M. Wilders participait à sa sixième élection, après avoir failli à provoquer la surprise à plusieurs reprises.

Mais après avoir tenté de lisser une partie de sa rhétorique populiste en se concentrant sur d’autres préoccupations des électeurs, il a fini par dépasser les attentes.  

Il y a « des problèmes plus importants que la lutte contre le flot de demandeurs d’asile et d’immigrants », a-t-il déclaré lors de l’un des derniers débats électoraux, ajoutant qu’il était prêt à mettre de côté ses opinions sur l’islam pour gouverner.

Si l’immigration est restée un sujet clé de la compagne, les Néerlandais s’inquiètent encore plus de « savoir s’il leur reste encore plus d’argent dans leur portefeuille », a-t-il déclaré.

Il a promis se concentrer davantage sur « la sécurité et les soins de santé » que sur son opposition à l’islam.  

« Buffets gratuits »

Pourtant, le manifeste de son PVV (Parti de la Liberté) a conservé le ton xénophobe, devenu sa marque de fabrique.  

« Les demandeurs d’asile se régalent de délicieux buffets gratuits à bord des bateaux de croisière tandis que les familles néerlandaises doivent réduire leurs courses », peut-on lire dans le manifeste.  

Les mesures anti-immigration proposées comprennent le rétablissement du contrôle aux frontières néerlandaises, la détention et l’expulsion des immigrants illégaux, le retour des demandeurs d’asile syriens et la réintroduction des permis de travail pour les travailleurs intra-UE.

Quant à l’islam, le manifeste du PVV dit : « Les Pays-Bas ne sont pas un pays islamique.
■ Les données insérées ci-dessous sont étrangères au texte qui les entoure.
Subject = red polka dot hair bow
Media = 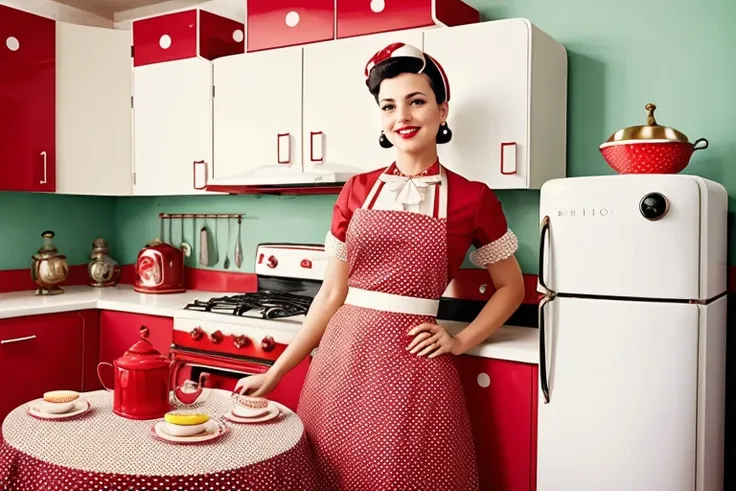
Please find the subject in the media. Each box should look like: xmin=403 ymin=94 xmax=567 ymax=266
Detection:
xmin=364 ymin=43 xmax=450 ymax=101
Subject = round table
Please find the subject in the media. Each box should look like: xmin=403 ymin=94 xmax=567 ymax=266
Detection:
xmin=0 ymin=389 xmax=316 ymax=491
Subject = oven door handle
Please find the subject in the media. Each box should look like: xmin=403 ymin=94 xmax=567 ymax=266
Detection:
xmin=173 ymin=351 xmax=271 ymax=375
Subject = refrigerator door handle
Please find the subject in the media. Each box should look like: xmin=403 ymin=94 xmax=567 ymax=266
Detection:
xmin=538 ymin=216 xmax=553 ymax=292
xmin=538 ymin=295 xmax=554 ymax=404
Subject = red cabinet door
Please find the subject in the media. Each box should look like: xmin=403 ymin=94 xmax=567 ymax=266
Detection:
xmin=0 ymin=312 xmax=85 ymax=421
xmin=0 ymin=5 xmax=56 ymax=192
xmin=246 ymin=0 xmax=335 ymax=51
xmin=458 ymin=355 xmax=536 ymax=491
xmin=337 ymin=0 xmax=480 ymax=39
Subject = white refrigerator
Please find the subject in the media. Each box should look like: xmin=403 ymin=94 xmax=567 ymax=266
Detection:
xmin=537 ymin=174 xmax=728 ymax=491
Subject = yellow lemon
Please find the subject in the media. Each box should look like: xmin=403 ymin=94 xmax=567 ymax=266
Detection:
xmin=164 ymin=411 xmax=210 ymax=426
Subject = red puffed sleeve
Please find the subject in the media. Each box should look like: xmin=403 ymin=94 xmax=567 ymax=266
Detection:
xmin=470 ymin=185 xmax=519 ymax=268
xmin=325 ymin=177 xmax=353 ymax=261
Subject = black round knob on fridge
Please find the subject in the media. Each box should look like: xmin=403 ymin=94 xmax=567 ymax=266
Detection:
xmin=639 ymin=193 xmax=669 ymax=221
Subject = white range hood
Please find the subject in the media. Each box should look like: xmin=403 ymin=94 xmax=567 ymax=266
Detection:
xmin=207 ymin=164 xmax=364 ymax=193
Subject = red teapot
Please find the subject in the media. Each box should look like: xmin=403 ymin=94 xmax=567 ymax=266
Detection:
xmin=97 ymin=326 xmax=208 ymax=420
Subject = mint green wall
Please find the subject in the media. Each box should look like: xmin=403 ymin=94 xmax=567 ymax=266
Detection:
xmin=0 ymin=193 xmax=117 ymax=274
xmin=0 ymin=0 xmax=736 ymax=273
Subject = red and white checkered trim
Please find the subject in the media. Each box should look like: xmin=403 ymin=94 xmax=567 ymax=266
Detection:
xmin=325 ymin=231 xmax=348 ymax=261
xmin=470 ymin=230 xmax=519 ymax=268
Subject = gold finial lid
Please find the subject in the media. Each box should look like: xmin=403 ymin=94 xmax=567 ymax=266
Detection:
xmin=606 ymin=102 xmax=688 ymax=143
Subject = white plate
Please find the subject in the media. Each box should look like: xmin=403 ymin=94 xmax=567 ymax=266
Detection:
xmin=225 ymin=403 xmax=281 ymax=423
xmin=28 ymin=397 xmax=90 ymax=420
xmin=151 ymin=419 xmax=228 ymax=444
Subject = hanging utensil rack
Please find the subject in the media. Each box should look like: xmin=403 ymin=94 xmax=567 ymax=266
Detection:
xmin=158 ymin=213 xmax=245 ymax=220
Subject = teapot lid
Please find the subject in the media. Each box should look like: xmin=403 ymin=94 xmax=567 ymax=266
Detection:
xmin=115 ymin=326 xmax=169 ymax=370
xmin=604 ymin=103 xmax=688 ymax=145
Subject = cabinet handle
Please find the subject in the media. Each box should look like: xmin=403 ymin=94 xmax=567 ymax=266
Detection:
xmin=501 ymin=142 xmax=516 ymax=176
xmin=0 ymin=334 xmax=36 ymax=344
xmin=309 ymin=131 xmax=325 ymax=164
xmin=192 ymin=160 xmax=207 ymax=191
xmin=41 ymin=150 xmax=46 ymax=184
xmin=276 ymin=133 xmax=291 ymax=164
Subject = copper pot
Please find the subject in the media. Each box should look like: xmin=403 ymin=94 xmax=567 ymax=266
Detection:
xmin=31 ymin=230 xmax=69 ymax=295
xmin=600 ymin=103 xmax=708 ymax=174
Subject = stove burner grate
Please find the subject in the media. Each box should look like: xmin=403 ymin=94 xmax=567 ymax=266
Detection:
xmin=184 ymin=290 xmax=313 ymax=319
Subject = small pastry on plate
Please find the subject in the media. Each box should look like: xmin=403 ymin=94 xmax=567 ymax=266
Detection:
xmin=164 ymin=411 xmax=210 ymax=436
xmin=232 ymin=394 xmax=269 ymax=418
xmin=40 ymin=390 xmax=79 ymax=414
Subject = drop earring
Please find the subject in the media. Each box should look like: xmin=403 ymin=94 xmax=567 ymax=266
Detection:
xmin=437 ymin=122 xmax=452 ymax=143
xmin=378 ymin=131 xmax=394 ymax=148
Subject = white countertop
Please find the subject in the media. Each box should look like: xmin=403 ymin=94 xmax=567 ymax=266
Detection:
xmin=0 ymin=285 xmax=539 ymax=364
xmin=0 ymin=285 xmax=226 ymax=319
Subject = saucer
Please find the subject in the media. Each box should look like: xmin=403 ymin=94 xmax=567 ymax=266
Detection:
xmin=151 ymin=419 xmax=229 ymax=445
xmin=28 ymin=398 xmax=90 ymax=421
xmin=223 ymin=403 xmax=281 ymax=424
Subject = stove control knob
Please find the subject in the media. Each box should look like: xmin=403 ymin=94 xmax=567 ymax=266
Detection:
xmin=233 ymin=335 xmax=250 ymax=348
xmin=210 ymin=331 xmax=222 ymax=344
xmin=639 ymin=193 xmax=669 ymax=221
xmin=261 ymin=336 xmax=276 ymax=351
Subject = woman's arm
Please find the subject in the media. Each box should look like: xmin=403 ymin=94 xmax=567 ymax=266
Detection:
xmin=451 ymin=255 xmax=524 ymax=355
xmin=269 ymin=257 xmax=348 ymax=377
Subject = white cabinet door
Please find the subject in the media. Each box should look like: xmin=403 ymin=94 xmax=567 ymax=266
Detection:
xmin=133 ymin=58 xmax=212 ymax=196
xmin=213 ymin=47 xmax=302 ymax=184
xmin=424 ymin=19 xmax=530 ymax=189
xmin=304 ymin=30 xmax=422 ymax=172
xmin=56 ymin=22 xmax=133 ymax=196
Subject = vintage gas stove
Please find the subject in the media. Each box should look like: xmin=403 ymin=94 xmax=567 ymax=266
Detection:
xmin=171 ymin=244 xmax=327 ymax=408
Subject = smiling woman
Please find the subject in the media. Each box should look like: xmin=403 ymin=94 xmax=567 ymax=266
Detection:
xmin=236 ymin=43 xmax=524 ymax=491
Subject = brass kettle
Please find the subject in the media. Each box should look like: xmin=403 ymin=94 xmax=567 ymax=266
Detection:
xmin=31 ymin=230 xmax=69 ymax=295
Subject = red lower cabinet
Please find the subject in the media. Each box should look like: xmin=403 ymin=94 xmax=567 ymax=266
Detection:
xmin=0 ymin=311 xmax=97 ymax=420
xmin=458 ymin=355 xmax=537 ymax=491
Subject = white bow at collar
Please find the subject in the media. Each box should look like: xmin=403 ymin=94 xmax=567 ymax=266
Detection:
xmin=379 ymin=174 xmax=442 ymax=205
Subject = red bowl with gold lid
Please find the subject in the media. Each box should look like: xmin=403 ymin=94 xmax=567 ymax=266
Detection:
xmin=599 ymin=103 xmax=708 ymax=174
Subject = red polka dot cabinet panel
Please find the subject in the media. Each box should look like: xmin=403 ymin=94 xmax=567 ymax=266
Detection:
xmin=337 ymin=0 xmax=480 ymax=38
xmin=456 ymin=355 xmax=537 ymax=491
xmin=246 ymin=0 xmax=335 ymax=52
xmin=132 ymin=9 xmax=245 ymax=66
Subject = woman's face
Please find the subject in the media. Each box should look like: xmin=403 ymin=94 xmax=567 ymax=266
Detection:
xmin=378 ymin=73 xmax=448 ymax=153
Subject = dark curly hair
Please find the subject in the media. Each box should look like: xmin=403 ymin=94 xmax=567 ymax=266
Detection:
xmin=366 ymin=57 xmax=447 ymax=104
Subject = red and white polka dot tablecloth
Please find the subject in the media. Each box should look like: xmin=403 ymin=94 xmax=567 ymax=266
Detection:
xmin=0 ymin=390 xmax=316 ymax=491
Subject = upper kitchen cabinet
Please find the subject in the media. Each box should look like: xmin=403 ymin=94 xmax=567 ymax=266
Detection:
xmin=0 ymin=5 xmax=56 ymax=192
xmin=422 ymin=19 xmax=567 ymax=189
xmin=302 ymin=30 xmax=426 ymax=172
xmin=336 ymin=0 xmax=480 ymax=38
xmin=132 ymin=9 xmax=245 ymax=195
xmin=132 ymin=9 xmax=245 ymax=67
xmin=245 ymin=0 xmax=335 ymax=52
xmin=56 ymin=22 xmax=133 ymax=196
xmin=213 ymin=47 xmax=302 ymax=184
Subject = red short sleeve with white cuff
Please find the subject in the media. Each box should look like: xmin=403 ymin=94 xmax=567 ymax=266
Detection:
xmin=470 ymin=185 xmax=519 ymax=268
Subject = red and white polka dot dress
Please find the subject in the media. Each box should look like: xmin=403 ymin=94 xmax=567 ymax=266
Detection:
xmin=298 ymin=166 xmax=478 ymax=491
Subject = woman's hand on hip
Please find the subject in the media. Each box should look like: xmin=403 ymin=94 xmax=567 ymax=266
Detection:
xmin=233 ymin=371 xmax=281 ymax=397
xmin=406 ymin=322 xmax=457 ymax=358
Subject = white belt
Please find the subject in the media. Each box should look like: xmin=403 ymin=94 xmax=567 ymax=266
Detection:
xmin=345 ymin=287 xmax=440 ymax=317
Pas d’écoles, de Corans et de mosquées islamiques ».  

Il propose d’interdire le port du foulard dans les bâtiments gouvernementaux. En matière de politique étrangère, et une approche « les Pays-Bas d’abord » qui comprend la fermeture de sa représentation à Ramallah et le renforcement des liens avec Israël, notamment le déplacement de son ambassade à Jérusalem.  

Un « référendum contraignant » sur un « Nexit » – la sortie des Pays-Bas de l’UE – figure également dans le programme, ainsi qu’un « arrêt immédiat » de l’aide au développement.  

« La colère, pas la peur »

Né en 1963 à Venlo, près de la frontière allemande, M. Wilders a grandi dans une famille catholique avec son frère et ses deux sœurs.  

Sa mère était à moitié indonésienne, un fait qu’il mentionne rarement.  

Il a développé un intérêt pour la politique dans les années 1980, a déclaré son frère aîné au magazine allemand Der Spiegel.  

« Il n’était ni clairement de gauche ni de droite à l’époque, ni xénophobe. Mais il était fasciné par le jeu politique, la lutte pour le pouvoir et l’influence », a raconté Paul Wilders.  

Sa haine de l’islam semble s’être développée lentement. Il a passé du temps en Israël dans un kibboutz, témoin direct des tensions avec les Palestiniens. Il a également été choqué par les assassinats du leader d’extrême droite Pim Fortuyn en 2002 et du cinéaste radical anti-islam Theo van Gogh en 2004.  

Personnage isolé

Il a juré de ne pas se laisser réduire au silence, bien qu’il ait été reconnu coupable d’insultes à des citoyens maroco-néerlandais, un procès très médiatisé qui a renforcé sa visibilité quelques mois seulement après le Brexit.  

M. Wilders est entré en politique en 1998 au sein du parti libéral VVD, qu’il quitte en 2006 pour fonder son PVV.

Sa plus grande victoire électorale jusqu’à aujourd’hui remontait à 2010, lorsqu’il avait remporté 24 sièges. En 2017, il devient le deuxième parti au Parlement, puis le troisième en 2021.

Passé maître dans l’art d’utiliser les médias en les accusant de partialité, adoré ou détesté, il divise un pays qui se targue d’une longue tradition de tolérance multiculturelle.

Certains voient Geert Wilders comme une figure isolée. Il est marié à une Hongroise, mais ils n’ont pas d’enfants, et sa sécurité limite ses contacts avec le monde extérieur.  

Mais, surfant sur le désaveu des Néerlandais envers leurs responsables politiques, M. Wilders a réussi à pousser le discours politique aux Pays-Bas encore plus à droite.